The Spanish Revolution

9992 Words40 Pages
Ever since the fall of 1930 when the Spanish Revolution began there has been no surcease of the struggle in Spain. For a long time there was a deadlock of forces, an equilibrium in the tug of war between the property holders and the destitute. Now the equilibrium is being definitely broken. The issue before Spain is either Communism or Fascism. The matter is being fought out not with ballots but with bullets and ruthless civil war. Slowly the political revolution is being definitively turned into a social revolution. From the very beginning, the mass of workers of Spain, both in the city and in the country were the decisive elements. When the students rioted before the universities in 1930 it was only when the workers joined them with a vast general strike that the regime of the military dictator, Primo de Rivera, fell and the temporary regime of General Berenguer set up.
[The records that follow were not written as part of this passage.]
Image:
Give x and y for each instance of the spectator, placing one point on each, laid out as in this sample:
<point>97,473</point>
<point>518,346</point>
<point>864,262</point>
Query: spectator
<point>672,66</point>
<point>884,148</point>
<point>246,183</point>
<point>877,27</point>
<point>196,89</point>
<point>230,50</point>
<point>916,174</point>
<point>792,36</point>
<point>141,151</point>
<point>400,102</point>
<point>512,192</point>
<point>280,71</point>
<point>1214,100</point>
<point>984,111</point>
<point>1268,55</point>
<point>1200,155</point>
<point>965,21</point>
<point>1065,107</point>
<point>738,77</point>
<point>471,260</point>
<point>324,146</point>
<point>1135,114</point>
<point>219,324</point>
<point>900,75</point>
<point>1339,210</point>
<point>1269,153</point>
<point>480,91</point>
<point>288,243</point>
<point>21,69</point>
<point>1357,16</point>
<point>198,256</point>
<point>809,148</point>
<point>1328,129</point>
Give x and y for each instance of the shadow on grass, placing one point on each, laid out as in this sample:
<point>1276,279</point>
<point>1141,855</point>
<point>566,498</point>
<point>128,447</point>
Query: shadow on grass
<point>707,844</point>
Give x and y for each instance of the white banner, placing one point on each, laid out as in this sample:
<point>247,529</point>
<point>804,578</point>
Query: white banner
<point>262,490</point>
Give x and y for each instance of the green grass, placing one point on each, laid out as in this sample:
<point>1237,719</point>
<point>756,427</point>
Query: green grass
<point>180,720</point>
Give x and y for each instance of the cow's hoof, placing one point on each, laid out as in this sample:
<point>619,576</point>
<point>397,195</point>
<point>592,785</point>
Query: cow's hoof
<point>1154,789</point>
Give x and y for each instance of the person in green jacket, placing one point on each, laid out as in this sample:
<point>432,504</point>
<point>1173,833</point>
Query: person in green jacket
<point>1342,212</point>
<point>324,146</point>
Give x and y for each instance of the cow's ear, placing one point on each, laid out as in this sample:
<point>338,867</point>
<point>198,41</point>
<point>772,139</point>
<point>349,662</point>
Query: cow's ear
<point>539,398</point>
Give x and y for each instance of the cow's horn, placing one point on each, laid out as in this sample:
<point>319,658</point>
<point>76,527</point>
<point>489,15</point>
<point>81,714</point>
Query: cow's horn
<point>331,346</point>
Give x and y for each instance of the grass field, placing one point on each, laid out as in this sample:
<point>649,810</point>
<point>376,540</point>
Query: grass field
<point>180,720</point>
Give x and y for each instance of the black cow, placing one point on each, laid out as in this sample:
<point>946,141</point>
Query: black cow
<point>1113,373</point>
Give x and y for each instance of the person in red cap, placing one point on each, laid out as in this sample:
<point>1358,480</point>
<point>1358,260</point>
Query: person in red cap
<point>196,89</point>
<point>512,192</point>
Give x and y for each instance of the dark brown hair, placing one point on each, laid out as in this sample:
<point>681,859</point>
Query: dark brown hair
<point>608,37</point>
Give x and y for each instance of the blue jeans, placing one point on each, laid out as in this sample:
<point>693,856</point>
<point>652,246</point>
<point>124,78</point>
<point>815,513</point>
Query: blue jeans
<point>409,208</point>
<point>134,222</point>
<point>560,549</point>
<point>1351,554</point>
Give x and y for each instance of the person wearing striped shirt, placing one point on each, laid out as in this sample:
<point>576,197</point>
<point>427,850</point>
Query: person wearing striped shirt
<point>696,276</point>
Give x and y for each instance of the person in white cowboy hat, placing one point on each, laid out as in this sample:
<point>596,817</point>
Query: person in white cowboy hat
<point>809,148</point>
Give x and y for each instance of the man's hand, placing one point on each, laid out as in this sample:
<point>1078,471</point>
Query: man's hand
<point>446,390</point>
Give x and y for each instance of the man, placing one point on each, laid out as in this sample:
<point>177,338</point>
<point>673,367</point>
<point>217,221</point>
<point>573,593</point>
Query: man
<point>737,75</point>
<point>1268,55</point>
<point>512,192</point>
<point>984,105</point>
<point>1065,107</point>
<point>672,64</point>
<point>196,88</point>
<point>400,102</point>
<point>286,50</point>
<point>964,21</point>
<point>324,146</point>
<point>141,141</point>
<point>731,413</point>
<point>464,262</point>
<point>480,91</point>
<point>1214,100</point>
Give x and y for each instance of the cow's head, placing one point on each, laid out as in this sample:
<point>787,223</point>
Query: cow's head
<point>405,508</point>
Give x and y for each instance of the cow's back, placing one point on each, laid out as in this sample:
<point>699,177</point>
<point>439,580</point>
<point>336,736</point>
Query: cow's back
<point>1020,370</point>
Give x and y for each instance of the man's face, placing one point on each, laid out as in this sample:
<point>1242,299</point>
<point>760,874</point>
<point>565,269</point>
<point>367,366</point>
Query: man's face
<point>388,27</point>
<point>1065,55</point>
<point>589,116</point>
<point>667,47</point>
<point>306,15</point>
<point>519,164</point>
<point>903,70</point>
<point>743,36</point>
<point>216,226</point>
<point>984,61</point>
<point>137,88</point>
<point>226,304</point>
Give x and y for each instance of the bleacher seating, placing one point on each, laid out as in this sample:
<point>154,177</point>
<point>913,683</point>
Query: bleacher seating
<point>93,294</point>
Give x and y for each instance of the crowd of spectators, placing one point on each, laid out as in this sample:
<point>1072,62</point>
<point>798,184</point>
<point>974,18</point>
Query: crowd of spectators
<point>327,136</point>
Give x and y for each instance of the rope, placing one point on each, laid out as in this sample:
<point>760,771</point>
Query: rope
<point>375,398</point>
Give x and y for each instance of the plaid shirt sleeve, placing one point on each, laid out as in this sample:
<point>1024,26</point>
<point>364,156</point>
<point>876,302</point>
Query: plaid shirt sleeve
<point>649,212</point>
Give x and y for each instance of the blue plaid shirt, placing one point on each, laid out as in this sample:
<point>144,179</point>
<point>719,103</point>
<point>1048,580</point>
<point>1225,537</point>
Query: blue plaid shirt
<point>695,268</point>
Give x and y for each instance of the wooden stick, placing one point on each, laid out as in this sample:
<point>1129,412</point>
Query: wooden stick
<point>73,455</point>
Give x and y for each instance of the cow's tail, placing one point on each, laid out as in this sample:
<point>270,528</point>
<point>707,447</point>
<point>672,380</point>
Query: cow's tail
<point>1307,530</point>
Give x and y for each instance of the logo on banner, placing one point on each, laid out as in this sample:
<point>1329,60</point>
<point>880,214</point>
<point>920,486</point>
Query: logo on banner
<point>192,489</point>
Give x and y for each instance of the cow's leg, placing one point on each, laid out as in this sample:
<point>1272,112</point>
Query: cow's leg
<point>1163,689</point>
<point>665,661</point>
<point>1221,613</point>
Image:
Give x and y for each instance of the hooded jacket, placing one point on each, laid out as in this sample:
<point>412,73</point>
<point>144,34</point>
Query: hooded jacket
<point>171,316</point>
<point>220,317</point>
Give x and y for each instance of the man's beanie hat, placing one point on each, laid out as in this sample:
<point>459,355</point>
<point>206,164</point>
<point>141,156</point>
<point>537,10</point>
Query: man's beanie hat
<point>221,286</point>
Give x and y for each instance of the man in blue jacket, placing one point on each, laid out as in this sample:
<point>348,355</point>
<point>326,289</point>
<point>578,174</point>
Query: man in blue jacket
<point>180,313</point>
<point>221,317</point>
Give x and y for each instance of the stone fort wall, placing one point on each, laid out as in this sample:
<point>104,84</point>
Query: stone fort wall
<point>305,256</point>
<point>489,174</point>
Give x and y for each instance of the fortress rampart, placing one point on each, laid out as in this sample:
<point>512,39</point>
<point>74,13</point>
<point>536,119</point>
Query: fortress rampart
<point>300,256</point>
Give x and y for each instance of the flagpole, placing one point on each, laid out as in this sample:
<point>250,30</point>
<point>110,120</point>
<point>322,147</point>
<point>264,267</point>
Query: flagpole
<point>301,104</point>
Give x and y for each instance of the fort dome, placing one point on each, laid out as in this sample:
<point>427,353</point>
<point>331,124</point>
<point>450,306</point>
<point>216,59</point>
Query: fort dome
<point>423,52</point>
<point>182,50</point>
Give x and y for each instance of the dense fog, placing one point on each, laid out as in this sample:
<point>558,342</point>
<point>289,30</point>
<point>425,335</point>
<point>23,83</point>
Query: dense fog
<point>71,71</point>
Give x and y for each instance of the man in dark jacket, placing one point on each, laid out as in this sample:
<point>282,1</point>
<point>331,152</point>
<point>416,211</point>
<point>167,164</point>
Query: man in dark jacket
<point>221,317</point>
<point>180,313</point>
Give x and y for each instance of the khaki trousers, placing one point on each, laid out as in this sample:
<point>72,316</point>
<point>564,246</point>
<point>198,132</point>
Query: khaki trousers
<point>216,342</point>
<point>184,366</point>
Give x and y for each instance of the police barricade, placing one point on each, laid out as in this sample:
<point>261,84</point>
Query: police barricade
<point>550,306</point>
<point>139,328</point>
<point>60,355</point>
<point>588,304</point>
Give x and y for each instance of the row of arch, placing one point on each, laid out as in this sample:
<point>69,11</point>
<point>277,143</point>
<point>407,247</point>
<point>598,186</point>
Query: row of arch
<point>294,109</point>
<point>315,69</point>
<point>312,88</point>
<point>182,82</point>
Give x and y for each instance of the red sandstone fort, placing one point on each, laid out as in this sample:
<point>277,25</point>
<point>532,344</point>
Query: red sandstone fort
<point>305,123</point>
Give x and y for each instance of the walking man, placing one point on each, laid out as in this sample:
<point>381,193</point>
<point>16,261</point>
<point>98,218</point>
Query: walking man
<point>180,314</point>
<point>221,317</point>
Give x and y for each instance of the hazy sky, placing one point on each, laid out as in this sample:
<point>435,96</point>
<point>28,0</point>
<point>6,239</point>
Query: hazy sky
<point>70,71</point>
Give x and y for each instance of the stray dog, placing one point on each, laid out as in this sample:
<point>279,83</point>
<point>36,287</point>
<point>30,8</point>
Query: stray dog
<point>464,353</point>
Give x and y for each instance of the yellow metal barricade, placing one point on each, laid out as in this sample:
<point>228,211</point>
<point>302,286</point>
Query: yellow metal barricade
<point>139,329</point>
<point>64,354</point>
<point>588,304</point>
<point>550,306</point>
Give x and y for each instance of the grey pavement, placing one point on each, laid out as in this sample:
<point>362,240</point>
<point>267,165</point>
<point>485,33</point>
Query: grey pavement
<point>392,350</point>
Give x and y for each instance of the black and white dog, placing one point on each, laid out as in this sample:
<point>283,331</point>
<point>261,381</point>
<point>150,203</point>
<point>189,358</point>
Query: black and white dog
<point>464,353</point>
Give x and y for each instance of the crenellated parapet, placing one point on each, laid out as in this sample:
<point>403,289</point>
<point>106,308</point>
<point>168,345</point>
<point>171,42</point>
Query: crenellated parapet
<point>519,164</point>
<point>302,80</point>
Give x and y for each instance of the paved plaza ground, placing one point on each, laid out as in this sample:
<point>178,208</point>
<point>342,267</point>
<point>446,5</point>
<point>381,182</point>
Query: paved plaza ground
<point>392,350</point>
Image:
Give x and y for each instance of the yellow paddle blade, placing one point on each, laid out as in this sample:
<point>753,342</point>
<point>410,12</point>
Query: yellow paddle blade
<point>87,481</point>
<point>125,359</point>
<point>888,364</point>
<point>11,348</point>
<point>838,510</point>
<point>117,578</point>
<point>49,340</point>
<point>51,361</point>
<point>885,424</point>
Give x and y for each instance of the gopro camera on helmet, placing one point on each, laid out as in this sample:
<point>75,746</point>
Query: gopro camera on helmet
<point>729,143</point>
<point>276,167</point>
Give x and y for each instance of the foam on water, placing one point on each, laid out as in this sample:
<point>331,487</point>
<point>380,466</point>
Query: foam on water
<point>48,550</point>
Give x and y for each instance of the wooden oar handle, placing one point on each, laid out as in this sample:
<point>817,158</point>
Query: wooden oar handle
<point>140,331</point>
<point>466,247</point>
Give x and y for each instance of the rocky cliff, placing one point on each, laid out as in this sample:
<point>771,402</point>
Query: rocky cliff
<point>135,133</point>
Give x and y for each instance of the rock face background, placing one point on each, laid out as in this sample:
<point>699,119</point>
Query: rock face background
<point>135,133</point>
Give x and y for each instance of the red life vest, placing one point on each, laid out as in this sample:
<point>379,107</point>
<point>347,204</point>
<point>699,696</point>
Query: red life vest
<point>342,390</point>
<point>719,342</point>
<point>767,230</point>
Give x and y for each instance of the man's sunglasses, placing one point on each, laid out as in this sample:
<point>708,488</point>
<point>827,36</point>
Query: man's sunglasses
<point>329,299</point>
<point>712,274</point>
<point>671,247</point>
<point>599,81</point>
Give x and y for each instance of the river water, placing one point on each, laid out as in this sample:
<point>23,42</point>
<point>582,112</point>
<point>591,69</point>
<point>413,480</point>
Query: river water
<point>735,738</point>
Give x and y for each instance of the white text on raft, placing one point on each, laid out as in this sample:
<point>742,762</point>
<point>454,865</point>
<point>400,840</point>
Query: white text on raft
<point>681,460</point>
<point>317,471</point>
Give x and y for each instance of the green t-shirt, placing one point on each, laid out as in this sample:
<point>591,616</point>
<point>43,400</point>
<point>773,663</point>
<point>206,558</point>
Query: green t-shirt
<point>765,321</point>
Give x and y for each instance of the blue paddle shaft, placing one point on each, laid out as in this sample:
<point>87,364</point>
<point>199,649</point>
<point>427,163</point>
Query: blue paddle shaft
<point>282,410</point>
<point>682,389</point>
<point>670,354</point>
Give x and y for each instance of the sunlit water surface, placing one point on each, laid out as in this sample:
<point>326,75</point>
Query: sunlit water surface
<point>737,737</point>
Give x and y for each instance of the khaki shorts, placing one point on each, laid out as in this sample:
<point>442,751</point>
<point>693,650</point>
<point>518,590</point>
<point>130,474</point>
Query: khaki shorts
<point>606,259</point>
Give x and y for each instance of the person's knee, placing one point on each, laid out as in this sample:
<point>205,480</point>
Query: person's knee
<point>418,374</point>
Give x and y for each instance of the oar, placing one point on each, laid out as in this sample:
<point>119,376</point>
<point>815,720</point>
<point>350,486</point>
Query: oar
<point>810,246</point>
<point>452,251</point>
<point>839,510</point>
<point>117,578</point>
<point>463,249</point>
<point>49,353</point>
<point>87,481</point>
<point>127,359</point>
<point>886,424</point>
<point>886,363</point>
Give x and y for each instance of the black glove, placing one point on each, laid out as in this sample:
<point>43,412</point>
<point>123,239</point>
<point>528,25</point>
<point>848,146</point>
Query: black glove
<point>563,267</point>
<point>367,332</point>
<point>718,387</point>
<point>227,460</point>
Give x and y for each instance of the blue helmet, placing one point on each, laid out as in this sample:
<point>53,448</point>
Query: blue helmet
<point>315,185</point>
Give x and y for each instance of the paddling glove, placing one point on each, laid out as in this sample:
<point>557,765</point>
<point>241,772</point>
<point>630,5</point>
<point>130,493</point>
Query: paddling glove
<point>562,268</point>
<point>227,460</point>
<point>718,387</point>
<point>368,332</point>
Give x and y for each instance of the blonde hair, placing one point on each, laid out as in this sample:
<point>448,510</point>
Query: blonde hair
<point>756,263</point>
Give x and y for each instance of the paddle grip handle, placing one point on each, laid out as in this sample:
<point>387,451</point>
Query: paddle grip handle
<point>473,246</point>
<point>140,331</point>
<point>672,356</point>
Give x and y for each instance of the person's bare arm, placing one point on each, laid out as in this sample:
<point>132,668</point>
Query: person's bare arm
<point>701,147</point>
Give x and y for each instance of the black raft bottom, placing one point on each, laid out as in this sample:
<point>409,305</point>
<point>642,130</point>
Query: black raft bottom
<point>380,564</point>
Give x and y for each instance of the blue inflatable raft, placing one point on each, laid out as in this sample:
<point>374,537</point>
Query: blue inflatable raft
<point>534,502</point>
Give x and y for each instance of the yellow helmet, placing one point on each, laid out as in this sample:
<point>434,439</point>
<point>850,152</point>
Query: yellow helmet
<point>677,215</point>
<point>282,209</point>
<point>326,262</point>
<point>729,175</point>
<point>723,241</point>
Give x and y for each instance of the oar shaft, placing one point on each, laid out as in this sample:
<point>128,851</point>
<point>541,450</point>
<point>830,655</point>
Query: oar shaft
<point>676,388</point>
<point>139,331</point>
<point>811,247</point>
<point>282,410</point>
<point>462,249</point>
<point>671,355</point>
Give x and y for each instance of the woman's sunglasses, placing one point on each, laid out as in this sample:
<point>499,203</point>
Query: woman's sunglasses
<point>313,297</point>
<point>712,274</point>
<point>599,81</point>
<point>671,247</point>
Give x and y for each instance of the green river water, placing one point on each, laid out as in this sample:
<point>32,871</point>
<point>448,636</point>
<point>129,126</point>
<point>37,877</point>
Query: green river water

When General Berenguer tried to hold fake elections without extending the franchise to all, it was another general strike that overthrew the regime, compelled new elections, forced the king to flee and established the republic in April 1931. At this point the Syndicalist and Anarchist workers began to miscalculate their forces. Syndicalism and Anarchism, in spite of their revolutionary phraseology were able only to overthrow the old regime and to allow the new democratic republic to be set up; but these movements could not go forward to the positive constructive tasks of setting up the rule of the workers. These antiquated movements were good enough to accomplish the negative and critical tasks of overthrowing an antiquated monarchy; they did not know how to deal with a modern bourgeois republic. In the course of the revolutionary movement there was set up what in fact amounts to a dual power, the masses respecting the authority of the unions and the revolutionary organizations, the government being forced at times to yield to the opinions of these mass organizations on vital questions. At one time the bourgeois government was even forced to declare that Spain was a workers republic and to feign friendliness toward the Soviet Union. The leaders of the toilers' organizations, however, did not know what to do with their power. The lending groups were composed of four principal elements: the Anarchists, the Syndicalists, the Socialists and the Communists. The Anarchists were powerful enough within the trade union movement to exercise decisive influence for a time upon the whole situation.